California ISO, or CAISO, has introduced a new index to better manage flexible and responsive loads according to the market conditions. But the index suggests deployment of flexible loads only according to market conditions, meaning CAISO’s index doesn’t consider that market participation of DERs located in distribution networks may push a network’s limits.
If CAISO or the utility determine times to deploy or defer electrical loads without accounting for variable on-site renewable resources and distribution network conditions, they risk overloading the network and causing outages. Contrary to common sense, reducing electricity delivery to distribution feeders at peak load could lead to higher costs and decrease grid stability.
The UC Riverside paper considers not only the market conditions, but also the impact flexible resources have on distribution network constraints.
Sadeghi-Mobarakeh used novel algorithms to model cost and electrical loads in different market scenarios and tested them on a standard distribution network. He used his algorithm to compare the cost and stress on the distribution network to what would be predicted by the conventional model. He found that if the utility company had bid according to his model, they could have delivered power to consumers at considerably lower cost on many days, with less risk to the network.
The researchers propose two new indexes to help utilities look beyond market conditions and identify feeders with better performance for the operation of deferrable loads. They suggest ways that DERs can actively participate in the electricity market by following market signals. The two indexes show how a good feeder responds to market signals without having a negative effect on the distribution network.
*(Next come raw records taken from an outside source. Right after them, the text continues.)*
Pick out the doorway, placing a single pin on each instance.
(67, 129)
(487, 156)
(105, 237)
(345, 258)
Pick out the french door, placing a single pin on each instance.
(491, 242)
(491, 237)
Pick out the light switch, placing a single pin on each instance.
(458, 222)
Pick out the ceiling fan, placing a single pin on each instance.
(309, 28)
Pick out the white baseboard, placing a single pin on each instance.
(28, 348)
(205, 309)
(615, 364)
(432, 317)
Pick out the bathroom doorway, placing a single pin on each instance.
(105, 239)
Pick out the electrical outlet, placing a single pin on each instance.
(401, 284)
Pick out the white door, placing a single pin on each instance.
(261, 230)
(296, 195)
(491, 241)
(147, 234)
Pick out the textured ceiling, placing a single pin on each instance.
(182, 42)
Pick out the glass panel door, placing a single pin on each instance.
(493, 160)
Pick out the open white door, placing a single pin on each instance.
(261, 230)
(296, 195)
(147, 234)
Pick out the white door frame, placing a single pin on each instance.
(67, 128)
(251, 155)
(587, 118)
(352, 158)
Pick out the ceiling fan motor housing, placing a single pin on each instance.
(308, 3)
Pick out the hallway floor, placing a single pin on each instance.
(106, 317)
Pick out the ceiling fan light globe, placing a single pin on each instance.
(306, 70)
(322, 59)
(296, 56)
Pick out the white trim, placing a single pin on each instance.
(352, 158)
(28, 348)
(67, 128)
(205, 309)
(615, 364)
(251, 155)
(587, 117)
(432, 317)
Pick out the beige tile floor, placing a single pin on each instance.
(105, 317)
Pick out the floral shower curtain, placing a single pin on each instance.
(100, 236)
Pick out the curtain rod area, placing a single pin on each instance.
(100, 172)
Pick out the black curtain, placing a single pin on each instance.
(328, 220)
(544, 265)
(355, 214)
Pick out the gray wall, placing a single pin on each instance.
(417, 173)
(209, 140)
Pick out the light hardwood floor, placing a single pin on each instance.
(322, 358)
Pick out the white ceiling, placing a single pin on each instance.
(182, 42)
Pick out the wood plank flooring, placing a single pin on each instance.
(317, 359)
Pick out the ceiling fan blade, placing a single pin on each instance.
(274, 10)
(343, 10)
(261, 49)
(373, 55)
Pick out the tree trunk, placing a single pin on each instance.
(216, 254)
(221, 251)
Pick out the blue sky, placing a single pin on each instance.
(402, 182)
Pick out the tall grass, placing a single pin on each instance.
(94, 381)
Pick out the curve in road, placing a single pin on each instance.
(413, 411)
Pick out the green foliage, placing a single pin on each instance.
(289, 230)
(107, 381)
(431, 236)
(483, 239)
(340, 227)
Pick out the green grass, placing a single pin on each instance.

The new indexes can help utility companies determine an optimal bidding strategy in the day-ahead market, together with the optimal schedules for deferrable loads.
“The indexes proposed in this paper can be combined with field measurements from smart meters at substations to measure in real-time the collective impact distributed energy resources have on distribution system reliability,” Sadeghi-Mobarakeh said.
In addition to Sadeghi-Mobarakeh, the authors include his adviser, Hamed Mohsenian-Rad, a professor of electrical and computer engineering at UC Riverside; Alireza Shahsavari, a doctoral student at UC Riverside; and Hossein Haghighat of Islamic Azad University of Jahrom.